15.5 Assignment. The parties may not assign this Agreement or any right or obligation of this agreement, by operation of law or otherwise[ without prior written consent of the party[, which shall not be unreasonably withheld]].
(a) Arbitration. Any dispute or controversy arising under or related to this Agreement shall be settled exclusively by arbitration in [STATE OF ARBITRATION], in accordance with the rules of the American Arbitration Association then in effect by [NUMBER OF ARBITRATORS] arbitrator(s).
(b) Judgment. Judgment may be entered on the arbitrator's award in any court having jurisdiction. The arbitrator shall not have the power to award any punitive [or consequential] damages.]
15.7 Governing Law. This Agreement shall be governed, construed, and enforced in accordance with the laws of [GOVERNING LAW STATE], without giving effect to any choice or conflict of law provision or rule (whether of the State of [GOVERNING LAW STATE] or of any other jurisdiction) that would cause the application of the laws of any jurisdiction other than the State of [GOVERNING LAW STATE].

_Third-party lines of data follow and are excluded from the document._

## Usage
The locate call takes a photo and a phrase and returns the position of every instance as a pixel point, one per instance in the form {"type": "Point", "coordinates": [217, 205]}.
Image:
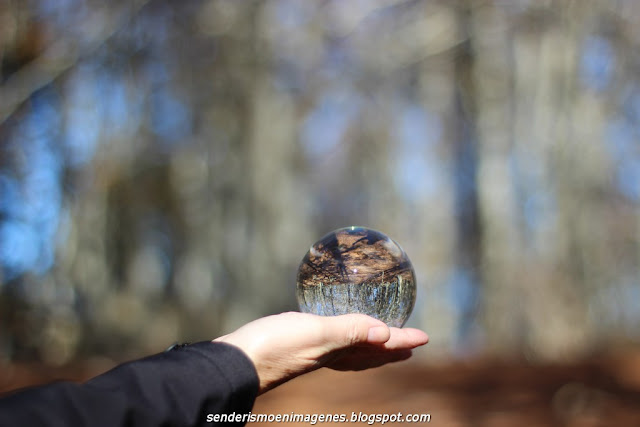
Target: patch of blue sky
{"type": "Point", "coordinates": [84, 121]}
{"type": "Point", "coordinates": [325, 126]}
{"type": "Point", "coordinates": [170, 118]}
{"type": "Point", "coordinates": [418, 171]}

15.8 Jurisdiction. The parties submit all their disputes arising out of or related to this Agreement to the exclusive jurisdiction of the Courts of [GOVERNING LAW JURISDICTION].
15.9 Severability. A determination that any provision of this Agreement is invalid or unenforceable shall not affect the validity or enforceability of any other provision hereof. If the final judgment of a court or arbitrator declares that any provision of this agreement is invalid, void or unenforceable, the parties shall reduce the scope, duration, or applicability of the provision, delete specific words or phrases, or replace any invalid, void, or unenforceable term or provision with a provision that is valid and enforceable and that comes closest to expressing the original intention of the invalid, void, or unenforceable provision.

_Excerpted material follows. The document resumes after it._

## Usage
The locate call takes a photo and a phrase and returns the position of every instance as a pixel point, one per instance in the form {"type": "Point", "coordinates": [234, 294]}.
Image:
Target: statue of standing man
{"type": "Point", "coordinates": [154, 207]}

15.10 Survival. Any provision of this Agreement which imposes an obligation after termination or expiration of this Agreement shall survive the termination or expiration of this Agreement.

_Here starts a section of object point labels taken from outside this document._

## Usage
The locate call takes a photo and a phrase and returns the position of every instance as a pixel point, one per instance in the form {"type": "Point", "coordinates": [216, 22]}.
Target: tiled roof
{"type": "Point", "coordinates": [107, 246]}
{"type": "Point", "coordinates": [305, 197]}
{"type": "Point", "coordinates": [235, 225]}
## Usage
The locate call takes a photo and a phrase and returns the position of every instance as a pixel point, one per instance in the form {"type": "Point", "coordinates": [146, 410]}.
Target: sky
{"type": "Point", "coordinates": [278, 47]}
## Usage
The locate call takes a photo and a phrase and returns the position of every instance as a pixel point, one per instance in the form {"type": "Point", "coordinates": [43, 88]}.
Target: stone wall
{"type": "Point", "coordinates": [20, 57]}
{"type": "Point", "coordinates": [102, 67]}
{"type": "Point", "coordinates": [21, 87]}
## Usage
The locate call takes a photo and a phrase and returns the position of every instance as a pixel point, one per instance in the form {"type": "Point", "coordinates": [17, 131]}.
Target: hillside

15.11 Headings. The section headings contained in this Agreement are for reference purposes only and shall not affect in any way the meaning or interpretation of this Agreement.
(a) Construction. For purposes of this Agreement, whenever the context requires:
(i) the singular number shall include the plural, and vice versa;
(ii) references to any gender include references to all genders; and
(iii) the words include and including, and any variations, shall not be deemed to be terms of limitation, but rather shall be deemed to be followed by the words without limitation.
15.13 Attorney Fees. In the event of any action to enforce rights under this Agreement, the prevailing party shall be entitled its costs and expenses, including reasonable attorneys' fees, incurred related to such action.
15.14 Entire Agreement. This Agreement ([ together with the documents [referred to in this Agreement / listed on Exhibit A] ]) constitutes the entire agreement between the parties related to its subject matter and constitutes and supersedes all prior agreements, representations and understandings of the parties, written or oral.
15.15 Counterparts. This agreement may be executed in counterparts, each of which will be deemed to be an original, but all of which, taken together, constitute one and the same agreement. [A counterpart may be delivered to or by any party by any means, including by fax [or email]. If a party's signature is transmitted by fax [or in a PDF file by email], the signature on the counterpart creates a valid and binding obligation of the party executing it (or on whose behalf the signature is made) with the same effect as if the fax [or PDF] signature page were an original.]
15.16 Amendment. This Agreement may be amended only by a written instrument signed by the parties.
The Parties are signing this Indemnification Agreement as of the date stated in the introductory sentence.